The insurance company successfully argued and proved to the court’s satisfaction that it asked for cooperation, the policyholders stopped cooperating, and the materials finally obtained after litigation was commenced showed that there was a material failure to cooperate:
Streeters did not cooperate fully with this request—Streeters authorized USAA GIC to review communications from the week of July 8, 2019, to July 15, 2019, and voicemail only. Streeters did not authorize USAA GIC to examine for indicators of factory resets, data hiding, or similar, as requested. Then, in an email to USAA GIC on August 26, 2019, Mr. Streeter stated he was suspending the right for OneSource to share any further information from the data pulls with USAA GIC. Mr. Streeter testified that he revoked all authorizations at this point. Streeters did not authorize USAA GIC to access the data again prior to this lawsuit. Streeters’ conduct constitutes a failure to cooperate and failure to provide access to records and documents, which violates the Policy.

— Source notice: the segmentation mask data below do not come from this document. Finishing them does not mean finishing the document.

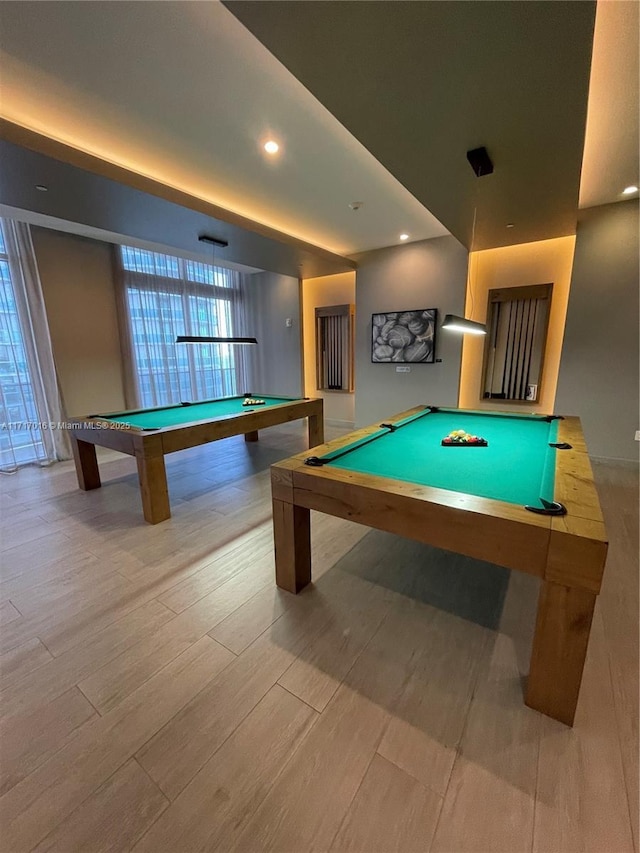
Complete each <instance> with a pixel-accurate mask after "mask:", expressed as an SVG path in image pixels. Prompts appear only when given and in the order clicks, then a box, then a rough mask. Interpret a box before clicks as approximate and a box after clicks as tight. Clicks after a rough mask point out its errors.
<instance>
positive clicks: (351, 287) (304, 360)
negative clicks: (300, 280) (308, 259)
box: [302, 272, 357, 427]
mask: <svg viewBox="0 0 640 853" xmlns="http://www.w3.org/2000/svg"><path fill="white" fill-rule="evenodd" d="M355 301H356V274H355V272H348V273H340V274H338V275H326V276H319V277H318V278H307V279H305V280H304V281H303V282H302V335H303V346H304V393H305V396H307V397H322V398H323V399H324V417H325V420H326V421H328V422H330V423H334V424H339V425H344V426H347V427H350V426H353V424H354V420H355V395H354V394H352V393H345V392H344V391H320V390H318V387H317V384H316V315H315V309H316V308H320V307H322V306H324V305H353V304H354V303H355ZM356 381H357V378H356Z"/></svg>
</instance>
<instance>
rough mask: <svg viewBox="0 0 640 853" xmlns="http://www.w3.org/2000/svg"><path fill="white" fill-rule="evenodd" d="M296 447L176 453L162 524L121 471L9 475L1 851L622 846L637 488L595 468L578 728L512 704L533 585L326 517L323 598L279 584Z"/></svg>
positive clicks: (626, 482)
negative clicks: (78, 480)
mask: <svg viewBox="0 0 640 853" xmlns="http://www.w3.org/2000/svg"><path fill="white" fill-rule="evenodd" d="M330 433H333V434H330V435H329V437H334V434H335V431H331V430H330ZM304 447H305V434H304V425H301V424H295V425H288V426H286V427H278V428H274V429H271V430H267V431H265V432H263V433H261V439H260V442H259V443H257V444H246V443H245V442H244V441H243V440H242V438H234V439H228V440H225V441H222V442H218V443H216V444H213V445H207V446H205V447H202V448H196V449H193V450H189V451H185V452H183V453H179V454H176V455H175V456H172V457H169V458H168V460H167V462H168V465H167V469H168V478H169V489H170V492H171V505H172V511H173V517H172V518H171V519H170V520H168V521H166V522H163V523H162V524H159V525H155V526H151V525H147V524H145V522H144V521H143V518H142V512H141V506H140V496H139V492H138V487H137V481H136V474H135V461H134V460H132V459H130V458H127V457H122V456H119V455H118V454H109V453H102V454H101V457H100V458H101V460H102V464H101V470H102V472H103V482H104V483H105V485H104V487H103V488H102V489H100V490H97V491H94V492H89V493H84V492H80V491H78V489H77V485H76V480H75V473H74V470H73V465H72V463H62V464H59V465H55V466H53V467H52V468H49V469H46V470H39V469H35V468H29V469H23V470H21V471H20V472H19V473H18V474H16V475H13V476H3V477H1V478H0V502H1V503H0V512H1V521H2V542H1V547H2V588H1V597H0V625H1V628H0V673H1V678H2V682H1V684H2V720H1V722H0V759H1V770H2V782H1V786H0V793H1V794H2V796H1V798H0V821H1V831H0V850H1V851H2V853H17V851H30V850H37V851H39V853H41V851H59V853H72V851H79V853H88V851H129V850H135V851H136V853H142V851H145V853H183V851H184V853H186V851H206V850H218V851H225V853H226V851H236V850H240V851H255V853H262V851H268V850H273V851H283V853H284V851H287V853H307V851H362V853H374V851H380V853H390V851H400V853H409V851H421V853H428V851H434V853H445V851H447V853H461V851H469V853H471V851H474V852H475V853H487V851H504V853H530V852H531V853H533V851H535V853H574V851H575V853H582V851H589V853H627V851H633V850H634V849H635V851H636V853H637V851H638V827H637V814H638V639H637V638H638V483H637V471H633V470H631V469H630V468H629V467H623V466H615V465H605V464H602V463H600V464H597V465H596V466H595V470H596V477H597V482H598V487H599V492H600V496H601V501H602V505H603V510H604V512H605V516H606V520H607V526H608V531H609V535H610V541H611V545H610V551H609V560H608V565H607V569H606V572H605V582H604V587H603V590H602V594H601V595H600V597H599V601H598V605H597V607H596V615H595V620H594V626H593V630H592V636H591V643H590V647H589V653H588V659H587V665H586V668H585V675H584V681H583V686H582V693H581V699H580V703H579V707H578V714H577V718H576V724H575V727H574V728H573V729H569V728H567V727H565V726H563V725H562V724H560V723H556V722H554V721H553V720H551V719H549V718H546V717H543V716H542V715H540V714H538V713H536V712H535V711H532V710H530V709H528V708H527V707H525V706H524V704H523V700H522V683H523V678H524V676H525V675H526V666H527V665H528V659H529V649H530V643H531V636H532V629H533V617H534V614H535V608H536V597H537V581H536V580H535V579H534V578H530V577H528V576H525V575H521V574H518V573H513V574H510V573H509V572H507V571H506V570H502V569H499V568H497V567H495V566H490V565H487V564H481V563H477V562H474V561H471V560H467V559H465V558H462V557H459V556H457V555H454V554H445V553H444V552H438V551H435V550H434V549H430V548H428V547H425V546H422V545H419V544H418V543H415V542H409V541H406V540H402V539H398V538H396V537H393V536H391V535H387V534H383V533H381V532H379V531H371V530H369V529H367V528H363V527H359V526H357V525H354V524H351V523H349V522H346V521H342V520H338V519H332V518H329V517H327V516H321V515H319V516H314V517H313V522H312V529H313V560H314V584H313V585H312V586H311V587H309V588H307V589H306V590H305V591H304V592H303V593H302V594H301V595H299V596H292V595H290V594H288V593H285V592H282V591H280V590H278V589H277V588H276V587H275V585H274V564H273V551H272V546H273V540H272V531H271V519H270V486H269V465H270V464H271V463H272V462H275V461H277V460H279V459H282V458H285V457H286V456H289V455H291V454H293V453H296V452H299V451H300V450H303V449H304ZM634 845H635V847H634Z"/></svg>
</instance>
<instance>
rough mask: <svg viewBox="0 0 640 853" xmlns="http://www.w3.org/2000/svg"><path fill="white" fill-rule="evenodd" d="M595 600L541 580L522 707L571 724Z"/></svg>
mask: <svg viewBox="0 0 640 853" xmlns="http://www.w3.org/2000/svg"><path fill="white" fill-rule="evenodd" d="M595 603H596V595H595V593H593V592H591V591H590V590H588V589H583V588H582V587H575V586H574V587H570V586H564V585H563V584H559V583H555V582H553V581H543V582H542V588H541V590H540V599H539V601H538V615H537V617H536V632H535V637H534V640H533V649H532V652H531V666H530V672H529V681H528V683H527V692H526V696H525V703H526V704H527V705H528V706H529V707H530V708H535V709H536V711H541V712H542V713H543V714H548V715H549V716H550V717H553V718H554V719H555V720H560V722H561V723H566V724H567V725H568V726H572V725H573V720H574V717H575V713H576V706H577V704H578V693H579V692H580V682H581V681H582V671H583V669H584V662H585V658H586V656H587V645H588V643H589V633H590V631H591V620H592V619H593V608H594V607H595Z"/></svg>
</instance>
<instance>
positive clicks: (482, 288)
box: [459, 237, 576, 414]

The bottom-line lesson is to provide the insurance company with all reasonable requests for information as soon as possible. If there is any issue, ask about the issue rather than refuse to provide the requested information. As a safety measure, then ask if the insurance company has all it needs and if anything asked for was not provided. Often, the insurers are using boilerplate requests and will modify those to fit the situation. Cooperation is a two-way street, as I noted long ago in Cooperation Clause Does Not Require the Policyholder’s Slavish Obedience.
Thought For The Day
Coming together is a beginning, staying together is progress, and working together is success. Henry Ford
1 Streeter v. USAA General Indemnity Co., No. 23-35086 (9th Cir. Dec. 6, 2023).